Looking at the various uses of references in the texts written by the scholars in our study reinforced our earlier observation concerning the difficulty of distinguishing primary from secondary texts. Primary documents are often defined as nonderivative documents, those that are analyzed in a study. However, our scholars were analyzing all sorts of derivative documents. In at least two situations, secondary texts could be considered as primary texts. In the first, the text being discussed could be unobtainable, either because of distance or because it had been destroyed or was missing. Substituted for the text itself would be other documentation about the text, analyses of similar or related texts, or even documentation of documentation. Second, the now-common “metacritical,” contextually rich studies of the meaning and understanding of texts over time uses the analysis of many kinds of “secondary” research about a text. This evidence of the multiple roles of texts was strengthened through the interviews based upon the document analyses.

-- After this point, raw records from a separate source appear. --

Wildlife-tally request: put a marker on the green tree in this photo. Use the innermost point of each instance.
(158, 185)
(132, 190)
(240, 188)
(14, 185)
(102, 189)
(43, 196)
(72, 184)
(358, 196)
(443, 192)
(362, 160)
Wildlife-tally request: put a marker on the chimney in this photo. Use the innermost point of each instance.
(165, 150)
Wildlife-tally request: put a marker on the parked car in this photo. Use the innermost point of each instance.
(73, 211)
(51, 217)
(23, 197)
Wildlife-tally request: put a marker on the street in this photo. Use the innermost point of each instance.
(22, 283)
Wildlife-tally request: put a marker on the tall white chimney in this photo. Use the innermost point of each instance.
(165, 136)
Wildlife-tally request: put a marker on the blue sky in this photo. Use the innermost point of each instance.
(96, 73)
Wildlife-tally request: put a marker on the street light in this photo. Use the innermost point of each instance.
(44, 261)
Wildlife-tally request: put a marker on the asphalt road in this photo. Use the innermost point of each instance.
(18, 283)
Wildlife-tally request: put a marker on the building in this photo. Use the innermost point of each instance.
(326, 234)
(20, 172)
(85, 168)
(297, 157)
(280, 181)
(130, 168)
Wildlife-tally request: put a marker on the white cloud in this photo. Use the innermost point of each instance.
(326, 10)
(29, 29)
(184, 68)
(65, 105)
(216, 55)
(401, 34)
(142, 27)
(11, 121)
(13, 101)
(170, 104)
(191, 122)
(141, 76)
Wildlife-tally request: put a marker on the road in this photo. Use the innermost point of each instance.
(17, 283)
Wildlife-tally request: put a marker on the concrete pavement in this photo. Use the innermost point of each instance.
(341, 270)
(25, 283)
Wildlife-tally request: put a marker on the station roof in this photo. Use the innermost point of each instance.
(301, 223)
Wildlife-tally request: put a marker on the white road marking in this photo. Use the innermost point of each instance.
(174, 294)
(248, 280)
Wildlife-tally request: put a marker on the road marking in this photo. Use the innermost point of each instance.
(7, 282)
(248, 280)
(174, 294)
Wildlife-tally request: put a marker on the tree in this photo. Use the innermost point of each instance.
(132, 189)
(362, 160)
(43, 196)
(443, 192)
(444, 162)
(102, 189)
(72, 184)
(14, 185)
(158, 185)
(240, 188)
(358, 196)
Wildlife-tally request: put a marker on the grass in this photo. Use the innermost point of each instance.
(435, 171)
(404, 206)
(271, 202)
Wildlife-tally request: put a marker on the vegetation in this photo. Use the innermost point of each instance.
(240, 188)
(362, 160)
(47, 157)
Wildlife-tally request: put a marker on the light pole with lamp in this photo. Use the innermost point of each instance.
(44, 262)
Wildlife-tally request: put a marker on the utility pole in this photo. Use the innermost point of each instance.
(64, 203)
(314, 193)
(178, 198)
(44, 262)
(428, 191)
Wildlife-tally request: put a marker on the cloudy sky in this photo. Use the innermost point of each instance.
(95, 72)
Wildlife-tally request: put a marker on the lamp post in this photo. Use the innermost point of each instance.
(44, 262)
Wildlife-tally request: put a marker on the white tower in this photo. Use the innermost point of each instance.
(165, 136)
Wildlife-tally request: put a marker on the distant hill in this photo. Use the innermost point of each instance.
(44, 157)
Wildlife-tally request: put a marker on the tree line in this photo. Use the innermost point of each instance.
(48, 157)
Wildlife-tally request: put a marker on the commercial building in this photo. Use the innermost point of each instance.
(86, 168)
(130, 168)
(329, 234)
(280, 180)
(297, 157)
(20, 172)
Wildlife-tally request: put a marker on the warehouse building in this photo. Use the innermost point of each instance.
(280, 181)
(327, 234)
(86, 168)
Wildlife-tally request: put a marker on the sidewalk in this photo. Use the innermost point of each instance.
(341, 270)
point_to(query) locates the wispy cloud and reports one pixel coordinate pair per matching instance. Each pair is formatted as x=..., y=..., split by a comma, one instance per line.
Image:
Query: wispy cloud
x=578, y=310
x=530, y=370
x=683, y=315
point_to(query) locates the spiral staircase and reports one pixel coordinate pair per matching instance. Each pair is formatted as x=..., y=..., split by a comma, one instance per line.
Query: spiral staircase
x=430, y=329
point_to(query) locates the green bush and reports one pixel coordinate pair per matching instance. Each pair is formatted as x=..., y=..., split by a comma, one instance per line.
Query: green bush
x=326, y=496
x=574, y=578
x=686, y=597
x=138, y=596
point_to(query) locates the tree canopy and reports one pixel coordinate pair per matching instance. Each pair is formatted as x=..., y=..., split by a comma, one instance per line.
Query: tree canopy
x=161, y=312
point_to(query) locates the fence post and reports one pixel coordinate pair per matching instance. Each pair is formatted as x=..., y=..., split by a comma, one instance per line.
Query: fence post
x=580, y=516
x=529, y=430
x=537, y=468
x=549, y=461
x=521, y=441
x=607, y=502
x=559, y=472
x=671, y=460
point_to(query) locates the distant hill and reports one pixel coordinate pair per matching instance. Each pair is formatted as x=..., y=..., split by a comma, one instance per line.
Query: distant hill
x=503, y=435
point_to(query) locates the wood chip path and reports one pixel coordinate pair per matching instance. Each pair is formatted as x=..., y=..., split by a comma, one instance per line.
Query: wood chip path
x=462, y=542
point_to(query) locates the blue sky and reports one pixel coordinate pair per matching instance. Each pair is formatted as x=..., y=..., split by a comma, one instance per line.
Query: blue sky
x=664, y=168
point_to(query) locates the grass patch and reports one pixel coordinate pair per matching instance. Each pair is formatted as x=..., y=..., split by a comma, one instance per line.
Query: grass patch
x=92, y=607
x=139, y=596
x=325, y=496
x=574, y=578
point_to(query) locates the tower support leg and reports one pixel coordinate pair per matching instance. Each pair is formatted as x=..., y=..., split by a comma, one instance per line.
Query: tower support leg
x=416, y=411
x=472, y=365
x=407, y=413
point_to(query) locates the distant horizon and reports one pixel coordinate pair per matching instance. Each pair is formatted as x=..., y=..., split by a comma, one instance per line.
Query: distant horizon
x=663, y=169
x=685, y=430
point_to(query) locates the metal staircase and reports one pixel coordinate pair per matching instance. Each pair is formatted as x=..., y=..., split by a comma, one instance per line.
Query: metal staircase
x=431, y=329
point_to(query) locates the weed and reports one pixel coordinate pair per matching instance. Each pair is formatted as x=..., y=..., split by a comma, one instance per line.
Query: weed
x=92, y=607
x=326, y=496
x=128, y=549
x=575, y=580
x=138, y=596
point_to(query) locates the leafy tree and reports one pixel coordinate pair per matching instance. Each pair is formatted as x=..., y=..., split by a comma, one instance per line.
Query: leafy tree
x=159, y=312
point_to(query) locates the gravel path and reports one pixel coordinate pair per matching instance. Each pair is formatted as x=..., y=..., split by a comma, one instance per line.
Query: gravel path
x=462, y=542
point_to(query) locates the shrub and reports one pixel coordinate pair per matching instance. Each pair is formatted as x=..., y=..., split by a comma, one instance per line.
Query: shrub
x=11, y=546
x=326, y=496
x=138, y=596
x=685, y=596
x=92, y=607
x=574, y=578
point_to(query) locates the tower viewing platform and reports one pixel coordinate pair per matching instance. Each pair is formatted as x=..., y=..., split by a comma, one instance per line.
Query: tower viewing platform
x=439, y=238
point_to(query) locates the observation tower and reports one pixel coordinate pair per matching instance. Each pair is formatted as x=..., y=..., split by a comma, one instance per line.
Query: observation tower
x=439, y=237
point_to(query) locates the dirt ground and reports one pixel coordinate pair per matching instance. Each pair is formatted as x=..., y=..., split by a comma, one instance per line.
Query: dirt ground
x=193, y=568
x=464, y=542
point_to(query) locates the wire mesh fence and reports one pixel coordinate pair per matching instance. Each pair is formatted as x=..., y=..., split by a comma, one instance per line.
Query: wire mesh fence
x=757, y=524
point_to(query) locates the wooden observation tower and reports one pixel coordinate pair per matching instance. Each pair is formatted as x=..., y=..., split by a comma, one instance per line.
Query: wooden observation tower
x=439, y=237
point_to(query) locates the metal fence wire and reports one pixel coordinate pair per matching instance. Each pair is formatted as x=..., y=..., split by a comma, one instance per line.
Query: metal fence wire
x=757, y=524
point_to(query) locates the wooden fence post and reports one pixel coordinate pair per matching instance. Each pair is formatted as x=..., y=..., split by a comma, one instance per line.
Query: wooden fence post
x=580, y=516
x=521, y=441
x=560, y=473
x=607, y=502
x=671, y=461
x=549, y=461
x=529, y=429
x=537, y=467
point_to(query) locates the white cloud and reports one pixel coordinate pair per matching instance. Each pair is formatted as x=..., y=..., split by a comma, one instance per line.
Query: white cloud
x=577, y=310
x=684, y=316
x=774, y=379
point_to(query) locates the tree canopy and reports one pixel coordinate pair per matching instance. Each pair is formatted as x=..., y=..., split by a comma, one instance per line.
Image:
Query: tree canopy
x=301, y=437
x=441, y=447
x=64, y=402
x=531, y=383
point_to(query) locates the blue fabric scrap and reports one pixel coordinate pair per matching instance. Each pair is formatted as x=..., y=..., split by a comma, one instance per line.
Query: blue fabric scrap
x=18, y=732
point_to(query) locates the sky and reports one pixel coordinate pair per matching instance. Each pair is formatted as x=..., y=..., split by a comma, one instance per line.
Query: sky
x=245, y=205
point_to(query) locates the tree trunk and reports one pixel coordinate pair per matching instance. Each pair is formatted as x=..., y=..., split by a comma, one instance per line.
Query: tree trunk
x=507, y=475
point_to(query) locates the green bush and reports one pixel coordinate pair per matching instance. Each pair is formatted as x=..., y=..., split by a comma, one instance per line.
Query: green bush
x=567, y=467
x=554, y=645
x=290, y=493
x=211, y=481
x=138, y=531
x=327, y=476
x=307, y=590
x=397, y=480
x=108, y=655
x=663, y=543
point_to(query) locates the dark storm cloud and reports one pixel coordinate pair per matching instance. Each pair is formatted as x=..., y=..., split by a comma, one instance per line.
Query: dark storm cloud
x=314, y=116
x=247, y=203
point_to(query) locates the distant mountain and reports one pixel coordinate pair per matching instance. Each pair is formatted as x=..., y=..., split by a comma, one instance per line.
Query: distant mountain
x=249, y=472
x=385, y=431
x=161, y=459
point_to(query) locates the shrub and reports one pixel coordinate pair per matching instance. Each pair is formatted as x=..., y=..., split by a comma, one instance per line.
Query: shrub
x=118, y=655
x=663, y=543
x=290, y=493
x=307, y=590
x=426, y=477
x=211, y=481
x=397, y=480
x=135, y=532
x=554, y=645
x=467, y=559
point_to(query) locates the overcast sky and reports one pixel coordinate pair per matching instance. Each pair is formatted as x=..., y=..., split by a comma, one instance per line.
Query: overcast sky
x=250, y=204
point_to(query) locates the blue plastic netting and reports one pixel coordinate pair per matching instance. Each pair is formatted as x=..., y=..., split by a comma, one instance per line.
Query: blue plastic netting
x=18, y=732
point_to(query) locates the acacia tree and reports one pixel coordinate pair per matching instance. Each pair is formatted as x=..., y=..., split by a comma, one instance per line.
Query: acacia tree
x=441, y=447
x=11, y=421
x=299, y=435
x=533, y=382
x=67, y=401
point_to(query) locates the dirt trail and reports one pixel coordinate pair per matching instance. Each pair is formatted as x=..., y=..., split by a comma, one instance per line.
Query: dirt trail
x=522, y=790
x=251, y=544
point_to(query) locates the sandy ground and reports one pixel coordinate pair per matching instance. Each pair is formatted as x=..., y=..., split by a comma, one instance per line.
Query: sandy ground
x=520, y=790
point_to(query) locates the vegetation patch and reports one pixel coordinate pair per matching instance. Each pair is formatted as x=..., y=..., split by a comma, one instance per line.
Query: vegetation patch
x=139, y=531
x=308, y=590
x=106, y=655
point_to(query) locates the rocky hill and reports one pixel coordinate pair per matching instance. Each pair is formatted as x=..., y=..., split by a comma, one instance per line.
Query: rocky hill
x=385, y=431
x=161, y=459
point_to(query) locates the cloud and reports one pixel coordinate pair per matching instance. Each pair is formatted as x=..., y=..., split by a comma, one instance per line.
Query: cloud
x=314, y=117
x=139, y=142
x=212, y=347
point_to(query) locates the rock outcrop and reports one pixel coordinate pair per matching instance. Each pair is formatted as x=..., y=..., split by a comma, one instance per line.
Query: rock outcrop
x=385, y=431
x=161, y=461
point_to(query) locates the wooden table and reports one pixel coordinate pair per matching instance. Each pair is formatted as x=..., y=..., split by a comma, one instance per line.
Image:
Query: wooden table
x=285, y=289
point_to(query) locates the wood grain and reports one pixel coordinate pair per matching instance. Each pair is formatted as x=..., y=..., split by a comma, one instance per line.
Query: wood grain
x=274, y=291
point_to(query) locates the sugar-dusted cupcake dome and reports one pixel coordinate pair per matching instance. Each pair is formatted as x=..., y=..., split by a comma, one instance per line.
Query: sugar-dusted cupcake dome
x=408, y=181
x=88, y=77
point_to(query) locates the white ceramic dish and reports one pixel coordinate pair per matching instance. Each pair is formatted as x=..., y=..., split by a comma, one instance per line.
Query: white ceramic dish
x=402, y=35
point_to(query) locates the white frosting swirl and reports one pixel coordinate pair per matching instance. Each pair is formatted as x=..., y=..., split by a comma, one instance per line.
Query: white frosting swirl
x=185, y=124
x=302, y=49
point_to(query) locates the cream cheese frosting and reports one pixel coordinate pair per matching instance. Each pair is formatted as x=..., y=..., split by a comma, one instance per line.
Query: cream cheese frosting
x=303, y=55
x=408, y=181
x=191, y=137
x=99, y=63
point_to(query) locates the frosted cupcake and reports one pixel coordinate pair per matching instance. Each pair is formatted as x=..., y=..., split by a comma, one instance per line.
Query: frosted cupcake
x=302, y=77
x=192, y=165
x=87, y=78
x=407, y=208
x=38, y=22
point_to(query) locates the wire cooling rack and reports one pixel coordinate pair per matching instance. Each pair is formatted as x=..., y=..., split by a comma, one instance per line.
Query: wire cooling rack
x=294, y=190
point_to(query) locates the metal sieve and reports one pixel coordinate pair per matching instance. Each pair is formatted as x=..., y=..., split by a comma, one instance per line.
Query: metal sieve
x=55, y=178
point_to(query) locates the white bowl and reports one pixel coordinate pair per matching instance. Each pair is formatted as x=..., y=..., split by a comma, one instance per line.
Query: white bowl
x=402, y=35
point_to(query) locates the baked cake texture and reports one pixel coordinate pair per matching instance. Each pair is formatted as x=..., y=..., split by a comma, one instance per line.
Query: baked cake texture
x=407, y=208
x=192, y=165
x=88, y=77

Electronic texts are potentially the most radical element in the construction of the evolving technology environment in the humanities. The explosion of electronic texts promises to alter the way in which scholars conceive of the activity of research in a way paralleled only by similarly major developments in the history of printing-the paperback revolution of the post-World War II years, the development of mechanized printing in the nineteenth century, and the invention of moveable type in the fifteenth century. Opinions of the cultural significance of electronic texts vary widely, from the unfettered enthusiasm with which Lanham (1993) extols their virtues as a new rhetoric that could reenergize Western culture, to the pessimism of Birkerts (1994), who bemoans the dissolution of culture threatened by a decline in the reading of printed books. Humanities scholarship has only begun to integrate electronic text. One telling example showed up clearly in the uncertainty among scholars about how to cite electronic text corpora: is the user consulting a database or the primary text reproduced therein? Encoding is both a form of textual interpretation and a format of presentation of a text. This raises issues beyond those of establishing a standard citation format and cuts to the core of the assumed distinction between primary and secondary sources. Scholarly practice will continue to evolve in deliberate and interesting ways as software advances such as encoding develop in conjunction with new hardware such as handheld devices.